Jornal Regional, Agrícola
08 de ago de 2014

Comunidades do Vale buscam registro do sistema agrícola quilombola como Patrimônio Nacional

Com o objetivo de proteger e fortalecer o modo tradicional de produção agrícola dos quilombos do Vale do Ribeira, 18 comunidades quilombolas da região iniciaram em maio um projeto para obtenção do registro do Sistema Agrícola quilombola como Patrimônio Nacional junto ao Instituto de Patrimônio Histórico e Artístico Nacional (Iphan).
O processo vai se estender pelos próximos dois anos e deve resultar na elaboração do dossiê para obtenção do registro das roças quilombolas nos livros de bens imateriais do Iphan, além da realização de ações de fomento à produção e à comercialização dos produtos das comunidades.

Cerca de 300 agricultores familiares serão beneficiados diretamente com o projeto, que está sendo executado pelo Instituto Socioambiental (ISA) em conjunto com as comunidades de São Pedro, Ivaporunduva, Sapatu, Pedro Cubas, Pedro Cubas de Cima, Poça, Abobral, Galvão, Pilões, Maria Rosa, Piririca, Porto Velho, Nhunguara, Bombas, Praia Grande, Cangume, Morro Seco e Mandira. A iniciativa tem o patrocínio da Petrobras.
"Com o registro como patrimônio imaterial nacional, o estado brasileiro torna-se responsável pela implementação de uma política de salvaguarda para o Sistema Agrícola quilombola. Isso constitui uma das estratégias para fortalecimento do modo tradicional de fazer roça dos quilombolas", explica o antropólogo Alexandre Kishimoto, técnico em Desenvolvimento e Pesquisa Socioambiental do Programa Vale do Ribeira do ISA e responsável pela coordenação técnica do processo de registro junto ao Iphan.
Ele comenta que entre as situações apontadas como ameaças à agricultura tradicional dos quilombos estão as restrições ao modo de produção - relacionadas com a legislação ambiental, a saída dos jovens para trabalhar nas cidades e as dificuldades de comercialização dos produtos tradicionais e de pequena escala.

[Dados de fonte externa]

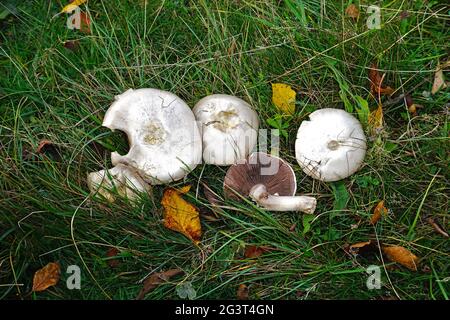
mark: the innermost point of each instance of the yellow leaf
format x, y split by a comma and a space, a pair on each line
283, 97
180, 215
380, 210
72, 6
46, 277
352, 11
439, 82
375, 119
402, 256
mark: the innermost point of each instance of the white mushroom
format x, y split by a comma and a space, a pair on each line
228, 126
331, 146
269, 181
165, 143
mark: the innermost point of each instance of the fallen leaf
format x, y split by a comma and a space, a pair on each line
412, 107
111, 253
401, 255
437, 227
379, 211
375, 120
46, 277
180, 215
439, 81
48, 148
43, 146
72, 6
85, 23
72, 45
186, 290
254, 251
376, 80
242, 292
362, 248
155, 280
283, 97
352, 11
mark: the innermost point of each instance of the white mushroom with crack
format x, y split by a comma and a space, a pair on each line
331, 145
269, 181
229, 128
165, 143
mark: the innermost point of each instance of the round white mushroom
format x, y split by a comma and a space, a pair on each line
229, 128
165, 144
331, 145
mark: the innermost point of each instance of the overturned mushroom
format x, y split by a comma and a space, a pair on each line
269, 181
228, 126
331, 145
165, 144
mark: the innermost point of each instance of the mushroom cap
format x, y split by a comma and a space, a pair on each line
331, 145
229, 128
165, 142
260, 168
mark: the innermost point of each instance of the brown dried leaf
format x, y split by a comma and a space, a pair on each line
155, 280
180, 215
352, 11
85, 23
439, 81
379, 211
376, 80
46, 277
113, 252
401, 255
437, 227
72, 45
254, 251
362, 247
242, 292
375, 120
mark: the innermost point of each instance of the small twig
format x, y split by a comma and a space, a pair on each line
437, 227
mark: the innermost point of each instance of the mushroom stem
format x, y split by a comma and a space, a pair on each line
282, 203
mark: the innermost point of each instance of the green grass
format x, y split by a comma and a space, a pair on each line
196, 48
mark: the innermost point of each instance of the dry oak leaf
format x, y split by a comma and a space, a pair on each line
46, 277
401, 255
376, 82
180, 215
379, 211
72, 6
375, 120
155, 280
242, 292
283, 97
254, 251
352, 11
357, 247
439, 81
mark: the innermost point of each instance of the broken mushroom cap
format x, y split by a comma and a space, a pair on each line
269, 181
331, 145
228, 126
125, 180
165, 143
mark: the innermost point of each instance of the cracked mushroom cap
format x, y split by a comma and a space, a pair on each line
260, 168
331, 145
228, 126
165, 144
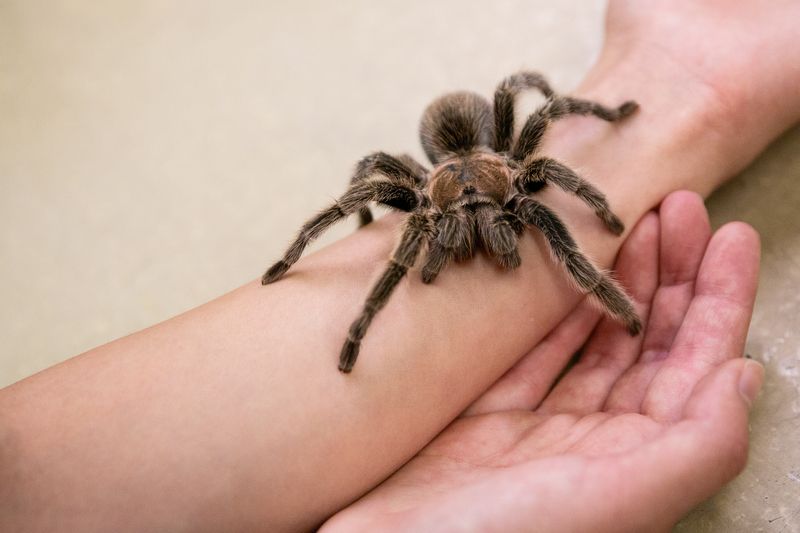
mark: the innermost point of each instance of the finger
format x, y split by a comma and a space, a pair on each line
705, 450
611, 350
528, 381
685, 232
715, 326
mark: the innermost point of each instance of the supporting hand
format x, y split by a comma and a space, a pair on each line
634, 434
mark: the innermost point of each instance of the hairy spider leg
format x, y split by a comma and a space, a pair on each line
394, 193
544, 170
453, 238
497, 234
402, 168
504, 97
416, 232
587, 277
559, 107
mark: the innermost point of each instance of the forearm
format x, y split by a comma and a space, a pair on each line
234, 414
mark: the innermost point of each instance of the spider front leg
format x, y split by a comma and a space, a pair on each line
604, 289
417, 230
497, 235
544, 170
504, 98
401, 169
559, 107
453, 239
397, 194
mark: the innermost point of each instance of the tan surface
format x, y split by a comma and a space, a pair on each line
154, 156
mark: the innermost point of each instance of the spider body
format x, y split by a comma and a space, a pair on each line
479, 194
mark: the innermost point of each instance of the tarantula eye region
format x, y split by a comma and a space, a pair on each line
479, 194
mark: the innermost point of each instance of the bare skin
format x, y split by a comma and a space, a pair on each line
234, 417
637, 417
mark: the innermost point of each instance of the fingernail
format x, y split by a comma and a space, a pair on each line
750, 381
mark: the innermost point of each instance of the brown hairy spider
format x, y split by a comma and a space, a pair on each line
480, 193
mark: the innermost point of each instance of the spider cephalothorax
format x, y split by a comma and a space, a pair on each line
480, 194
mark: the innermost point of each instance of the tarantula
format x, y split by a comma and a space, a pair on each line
480, 193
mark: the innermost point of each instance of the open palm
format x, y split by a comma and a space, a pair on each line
636, 432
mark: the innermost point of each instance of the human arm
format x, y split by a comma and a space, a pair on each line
633, 435
211, 387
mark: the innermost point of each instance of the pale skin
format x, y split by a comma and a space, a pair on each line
234, 417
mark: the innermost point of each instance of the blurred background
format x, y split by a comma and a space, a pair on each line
154, 155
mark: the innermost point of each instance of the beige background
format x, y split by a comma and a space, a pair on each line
156, 154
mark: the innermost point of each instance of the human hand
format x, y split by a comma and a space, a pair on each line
632, 436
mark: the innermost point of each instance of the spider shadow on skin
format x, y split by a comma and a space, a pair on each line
480, 195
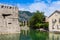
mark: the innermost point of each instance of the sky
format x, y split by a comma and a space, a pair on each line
46, 6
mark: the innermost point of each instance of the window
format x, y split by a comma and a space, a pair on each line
2, 6
59, 20
10, 7
9, 23
54, 21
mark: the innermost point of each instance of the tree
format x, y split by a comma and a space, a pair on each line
37, 20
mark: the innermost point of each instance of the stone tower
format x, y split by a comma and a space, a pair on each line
9, 19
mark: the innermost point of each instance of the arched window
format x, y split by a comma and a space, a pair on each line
2, 6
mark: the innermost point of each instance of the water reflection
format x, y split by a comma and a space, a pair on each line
10, 37
34, 35
31, 35
53, 36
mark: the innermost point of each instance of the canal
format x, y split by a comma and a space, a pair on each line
31, 35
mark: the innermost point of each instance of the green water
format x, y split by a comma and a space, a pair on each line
31, 35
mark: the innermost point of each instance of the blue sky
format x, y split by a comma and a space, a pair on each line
47, 6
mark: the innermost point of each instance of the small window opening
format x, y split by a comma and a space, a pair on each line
9, 23
10, 7
4, 15
2, 6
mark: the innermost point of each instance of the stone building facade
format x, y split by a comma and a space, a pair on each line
54, 22
9, 19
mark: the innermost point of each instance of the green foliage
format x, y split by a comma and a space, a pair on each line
38, 20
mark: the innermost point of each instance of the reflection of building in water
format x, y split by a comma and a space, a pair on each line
9, 19
53, 36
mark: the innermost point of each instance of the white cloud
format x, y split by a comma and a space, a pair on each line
42, 6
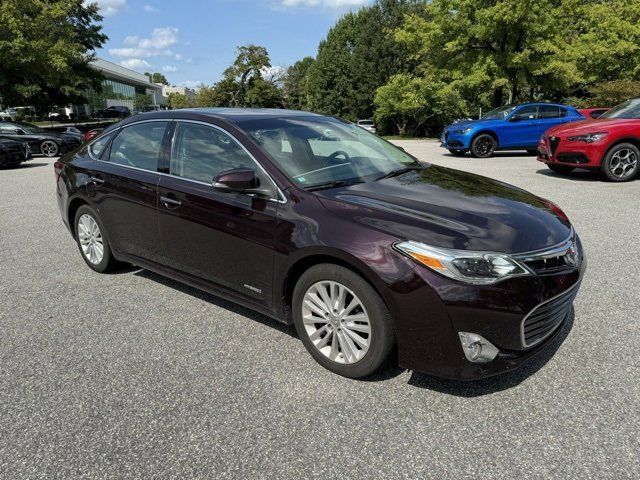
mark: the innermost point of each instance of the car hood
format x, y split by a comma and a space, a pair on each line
452, 209
592, 126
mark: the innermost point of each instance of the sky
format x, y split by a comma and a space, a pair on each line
193, 41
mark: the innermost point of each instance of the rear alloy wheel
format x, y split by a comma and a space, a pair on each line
457, 152
621, 164
92, 242
560, 168
342, 321
49, 148
483, 146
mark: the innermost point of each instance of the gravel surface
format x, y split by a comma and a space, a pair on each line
132, 375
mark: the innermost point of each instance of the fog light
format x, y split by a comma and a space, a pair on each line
476, 348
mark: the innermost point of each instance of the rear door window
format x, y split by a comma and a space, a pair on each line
548, 111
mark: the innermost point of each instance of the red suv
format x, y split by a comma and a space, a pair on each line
610, 144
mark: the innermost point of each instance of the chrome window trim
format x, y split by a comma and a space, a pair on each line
282, 199
561, 294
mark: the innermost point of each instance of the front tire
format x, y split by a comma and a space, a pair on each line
483, 146
49, 148
621, 163
562, 169
92, 241
342, 321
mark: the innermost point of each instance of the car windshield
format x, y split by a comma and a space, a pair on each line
499, 113
628, 109
27, 127
323, 152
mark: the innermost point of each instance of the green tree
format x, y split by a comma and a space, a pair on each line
157, 77
45, 51
359, 55
409, 102
179, 100
242, 84
141, 101
296, 84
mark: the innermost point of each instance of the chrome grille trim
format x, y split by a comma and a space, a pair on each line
546, 317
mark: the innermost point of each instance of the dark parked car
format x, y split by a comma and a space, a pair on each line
13, 153
115, 111
317, 222
512, 127
71, 131
50, 144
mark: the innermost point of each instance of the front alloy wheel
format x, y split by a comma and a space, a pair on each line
336, 322
342, 321
49, 148
621, 163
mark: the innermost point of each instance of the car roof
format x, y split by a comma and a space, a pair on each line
242, 114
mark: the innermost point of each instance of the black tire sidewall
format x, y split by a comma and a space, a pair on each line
607, 159
108, 262
382, 332
475, 142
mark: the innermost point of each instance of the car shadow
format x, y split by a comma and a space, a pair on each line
579, 175
498, 383
215, 300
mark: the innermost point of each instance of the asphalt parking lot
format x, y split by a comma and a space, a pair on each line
132, 375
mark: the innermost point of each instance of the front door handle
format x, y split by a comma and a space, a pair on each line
168, 201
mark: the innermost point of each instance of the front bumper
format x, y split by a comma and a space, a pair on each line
561, 151
451, 140
431, 310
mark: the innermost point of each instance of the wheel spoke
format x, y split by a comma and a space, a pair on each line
356, 338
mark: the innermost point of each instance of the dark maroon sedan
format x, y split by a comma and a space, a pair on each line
314, 221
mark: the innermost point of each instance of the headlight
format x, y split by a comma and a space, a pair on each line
588, 138
478, 268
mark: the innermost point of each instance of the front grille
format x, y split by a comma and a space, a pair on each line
553, 264
544, 319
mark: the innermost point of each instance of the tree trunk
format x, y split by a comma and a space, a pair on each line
497, 97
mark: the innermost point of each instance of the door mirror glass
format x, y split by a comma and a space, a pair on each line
242, 180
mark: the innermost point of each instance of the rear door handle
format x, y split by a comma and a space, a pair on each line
168, 201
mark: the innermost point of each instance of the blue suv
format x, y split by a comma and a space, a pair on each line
512, 127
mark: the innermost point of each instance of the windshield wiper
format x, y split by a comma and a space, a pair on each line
334, 184
400, 171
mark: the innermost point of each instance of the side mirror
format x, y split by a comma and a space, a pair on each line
240, 180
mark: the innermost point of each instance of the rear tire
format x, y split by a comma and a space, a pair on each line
483, 146
458, 152
563, 169
92, 241
621, 163
320, 328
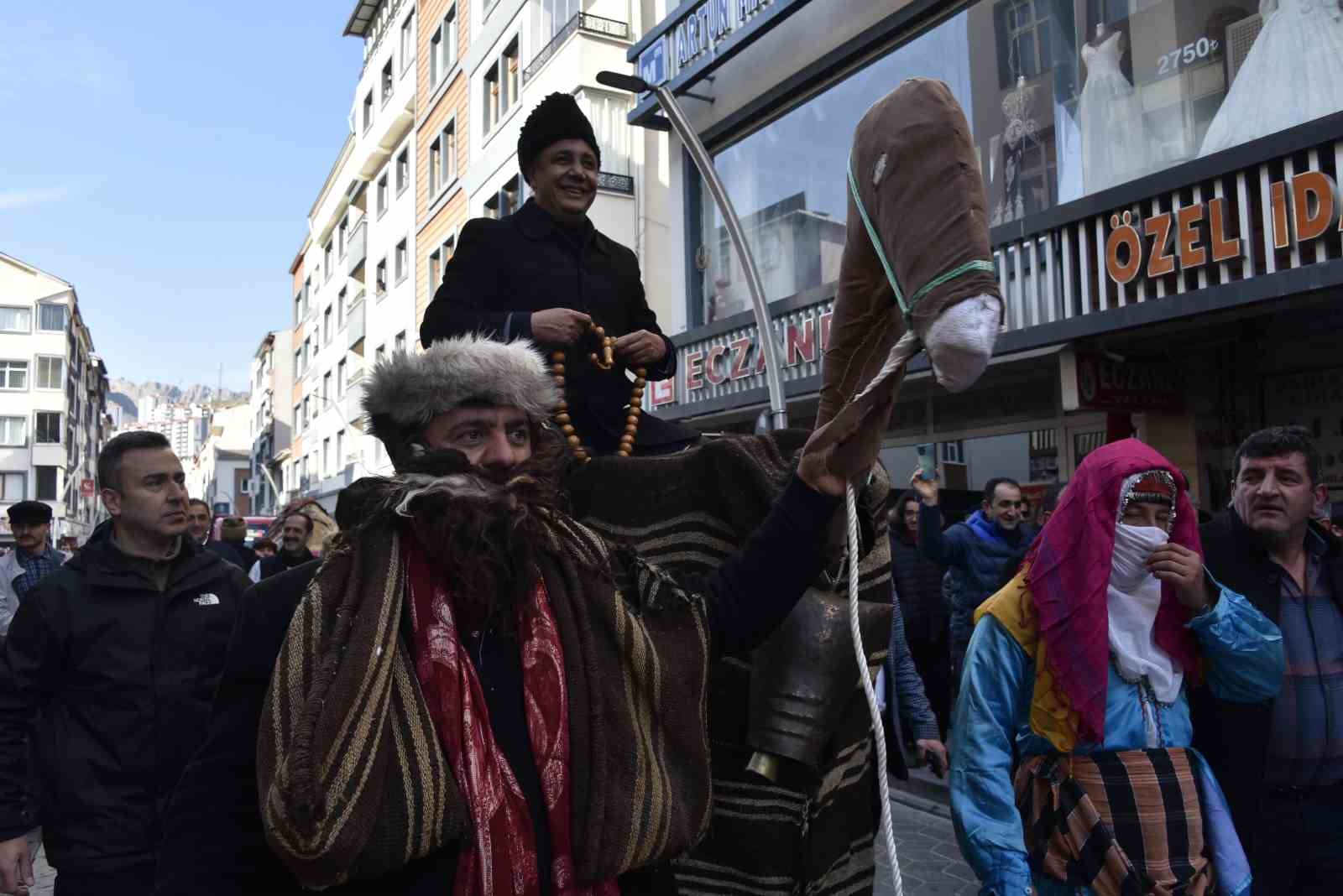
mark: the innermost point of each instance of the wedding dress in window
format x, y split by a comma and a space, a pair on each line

Sistema de coivara | De acordo com Kishimoto, o Sistema Agrícola quilombola associa elementos da cultura material e imaterial e guarda um vasto conhecimento sobre as técnicas de plantios de alimentos, os processamentos dos produtos da roça, as diversas modalidades de trabalhos coletivos e os bailes e danças tradicionais a eles associados, entre outros. Ele destaca a diversidade de alimentos produzida pelos quilombolas para o sustento das famílias, como arroz, feijão, milho, mandioca, cana, abóbora, além de uma variedade de outros tubérculos, verduras, hortaliças e frutas.
As comunidades empregam o sistema de corte e queima, conhecido como coivara, e fazem um rodízio das áreas de plantio, deixando-as em pousio por alguns anos até voltarem a ser produtivas. "Boa parte dos territórios é ocupada pelas tigueras e capoeiras, áreas antigas de plantio que estão em fase de regeneração. Seus territórios são áreas muito preservadas também por conta deste sistema que permite que a vegetação da região se regenere de modo muito rápido e eficiente". Para o antropólogo, "o modo de fazer roça das comunidades quilombolas do Vale do Ribeira fornece subsídios para aquecer o atual debate científico acerca do sistema de coivara, que têm demonstrado que as roças aumentam a biodiversidade na Mata Atlântica e atraem a fauna silvestre".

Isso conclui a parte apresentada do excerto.